The fee, which is expected to add an average 6 percent to most bookings, will go into effect mid-2016, but Sharples said working with Expedia will allow HomeAway to deliver more revenue and more bookings to the homeowners.
“We know the most important thing we can do is keep our owners happy,” he said on the call.
The deal adds the HomeAway brand and sites to Expedia’s growing lineup, which already includes Hotels.com, Hotwire, Egencia, Travelocity and Orbitz.
Expedia bought rival Orbitz Worldwidein February for $1.6 billion. The deal closed in September, the day after federal regulators dropped an objection to the merger. Expedia had acquired Travelocity early this year for $280 million.
Expedia traditionally has focused on primary urban vacation destinations, while HomeAway has been focused on beach, ski and other resort locations.
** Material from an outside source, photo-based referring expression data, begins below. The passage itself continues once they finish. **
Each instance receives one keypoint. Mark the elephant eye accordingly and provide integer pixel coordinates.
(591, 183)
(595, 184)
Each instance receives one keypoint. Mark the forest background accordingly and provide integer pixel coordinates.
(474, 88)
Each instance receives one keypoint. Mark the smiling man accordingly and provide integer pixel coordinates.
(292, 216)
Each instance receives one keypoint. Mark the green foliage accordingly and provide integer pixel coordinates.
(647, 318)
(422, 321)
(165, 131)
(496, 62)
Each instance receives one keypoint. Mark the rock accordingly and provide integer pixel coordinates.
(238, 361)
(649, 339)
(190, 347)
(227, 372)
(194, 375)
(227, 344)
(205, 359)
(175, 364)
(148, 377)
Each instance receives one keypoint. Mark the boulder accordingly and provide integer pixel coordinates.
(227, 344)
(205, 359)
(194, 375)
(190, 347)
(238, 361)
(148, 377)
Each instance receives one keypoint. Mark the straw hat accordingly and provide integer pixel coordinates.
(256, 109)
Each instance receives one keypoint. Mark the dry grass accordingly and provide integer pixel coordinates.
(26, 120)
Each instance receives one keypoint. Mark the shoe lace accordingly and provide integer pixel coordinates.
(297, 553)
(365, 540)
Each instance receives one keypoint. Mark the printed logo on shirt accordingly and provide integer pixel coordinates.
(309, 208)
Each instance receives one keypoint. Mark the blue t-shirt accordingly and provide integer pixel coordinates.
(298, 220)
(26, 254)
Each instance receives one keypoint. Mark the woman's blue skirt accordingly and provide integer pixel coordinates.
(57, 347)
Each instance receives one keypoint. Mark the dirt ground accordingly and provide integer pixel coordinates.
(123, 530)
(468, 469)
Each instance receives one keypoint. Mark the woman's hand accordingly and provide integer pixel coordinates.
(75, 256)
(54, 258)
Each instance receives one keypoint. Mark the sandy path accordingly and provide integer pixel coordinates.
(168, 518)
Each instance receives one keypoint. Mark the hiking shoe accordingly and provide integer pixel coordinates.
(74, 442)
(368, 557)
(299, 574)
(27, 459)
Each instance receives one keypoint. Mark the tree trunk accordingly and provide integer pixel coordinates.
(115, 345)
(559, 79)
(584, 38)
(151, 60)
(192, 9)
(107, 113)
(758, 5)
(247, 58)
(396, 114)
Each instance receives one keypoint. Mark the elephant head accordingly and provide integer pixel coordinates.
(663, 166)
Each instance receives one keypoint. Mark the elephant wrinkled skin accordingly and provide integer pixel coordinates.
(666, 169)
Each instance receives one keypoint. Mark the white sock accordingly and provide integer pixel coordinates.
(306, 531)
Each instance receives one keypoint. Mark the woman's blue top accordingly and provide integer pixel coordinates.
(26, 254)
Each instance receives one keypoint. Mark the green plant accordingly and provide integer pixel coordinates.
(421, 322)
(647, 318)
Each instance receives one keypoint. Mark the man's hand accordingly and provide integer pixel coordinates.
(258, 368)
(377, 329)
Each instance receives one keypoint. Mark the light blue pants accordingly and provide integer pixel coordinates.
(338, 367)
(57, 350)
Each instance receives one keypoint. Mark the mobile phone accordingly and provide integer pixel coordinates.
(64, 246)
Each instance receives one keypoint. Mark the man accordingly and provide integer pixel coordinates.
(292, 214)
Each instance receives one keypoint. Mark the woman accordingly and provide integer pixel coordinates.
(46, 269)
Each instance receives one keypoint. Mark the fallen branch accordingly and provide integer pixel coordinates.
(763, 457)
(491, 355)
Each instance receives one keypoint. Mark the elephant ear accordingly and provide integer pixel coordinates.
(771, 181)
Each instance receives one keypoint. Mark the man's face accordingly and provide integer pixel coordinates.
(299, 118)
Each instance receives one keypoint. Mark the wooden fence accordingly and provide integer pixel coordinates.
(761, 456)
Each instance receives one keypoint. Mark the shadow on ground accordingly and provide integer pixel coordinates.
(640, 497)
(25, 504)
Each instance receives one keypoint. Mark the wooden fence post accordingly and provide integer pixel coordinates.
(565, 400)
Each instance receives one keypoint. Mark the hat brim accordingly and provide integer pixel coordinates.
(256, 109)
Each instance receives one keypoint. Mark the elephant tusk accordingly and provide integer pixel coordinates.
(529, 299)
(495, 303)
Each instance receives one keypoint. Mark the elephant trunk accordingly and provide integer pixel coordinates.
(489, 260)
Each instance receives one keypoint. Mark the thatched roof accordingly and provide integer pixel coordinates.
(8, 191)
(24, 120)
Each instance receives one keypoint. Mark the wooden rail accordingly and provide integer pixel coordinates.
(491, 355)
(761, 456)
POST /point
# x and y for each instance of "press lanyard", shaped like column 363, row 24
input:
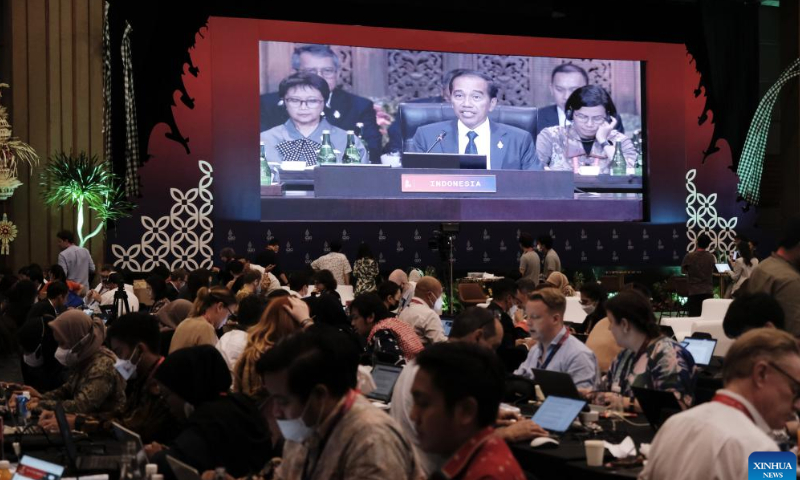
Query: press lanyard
column 629, row 364
column 553, row 350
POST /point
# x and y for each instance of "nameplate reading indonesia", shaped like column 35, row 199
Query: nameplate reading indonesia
column 414, row 183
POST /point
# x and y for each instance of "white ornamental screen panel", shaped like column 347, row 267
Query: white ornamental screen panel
column 181, row 239
column 703, row 218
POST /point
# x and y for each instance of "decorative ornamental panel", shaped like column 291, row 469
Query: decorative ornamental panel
column 181, row 239
column 703, row 219
column 511, row 74
column 414, row 74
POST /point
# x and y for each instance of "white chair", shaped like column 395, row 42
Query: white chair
column 574, row 312
column 714, row 328
column 682, row 326
column 715, row 309
column 346, row 292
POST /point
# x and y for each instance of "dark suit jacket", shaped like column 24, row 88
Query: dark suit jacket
column 517, row 152
column 548, row 117
column 395, row 135
column 41, row 308
column 351, row 109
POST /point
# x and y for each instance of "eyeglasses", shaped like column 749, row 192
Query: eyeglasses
column 585, row 118
column 794, row 384
column 327, row 72
column 309, row 102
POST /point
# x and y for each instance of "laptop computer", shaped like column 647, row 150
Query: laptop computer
column 657, row 405
column 444, row 160
column 558, row 384
column 125, row 435
column 31, row 468
column 702, row 349
column 181, row 470
column 557, row 413
column 447, row 325
column 385, row 377
column 82, row 464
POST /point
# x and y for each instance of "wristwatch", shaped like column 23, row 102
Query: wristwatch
column 80, row 420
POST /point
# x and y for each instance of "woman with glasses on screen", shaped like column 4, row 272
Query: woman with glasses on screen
column 589, row 138
column 300, row 137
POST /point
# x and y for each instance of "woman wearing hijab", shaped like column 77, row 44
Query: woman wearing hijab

On Wednesday’s call, Khosrowshahi said the two will now “have leading complementary and growing coverage across both and we believe we’ll help each other across all destinations worldwide.”
Expedia shares closed at $134.17, down 1.6 percent and near its 52-week high of $139.58 a share. In after-hours trading — and after the deal was announced — shares rose 2.5 percent to $137.50.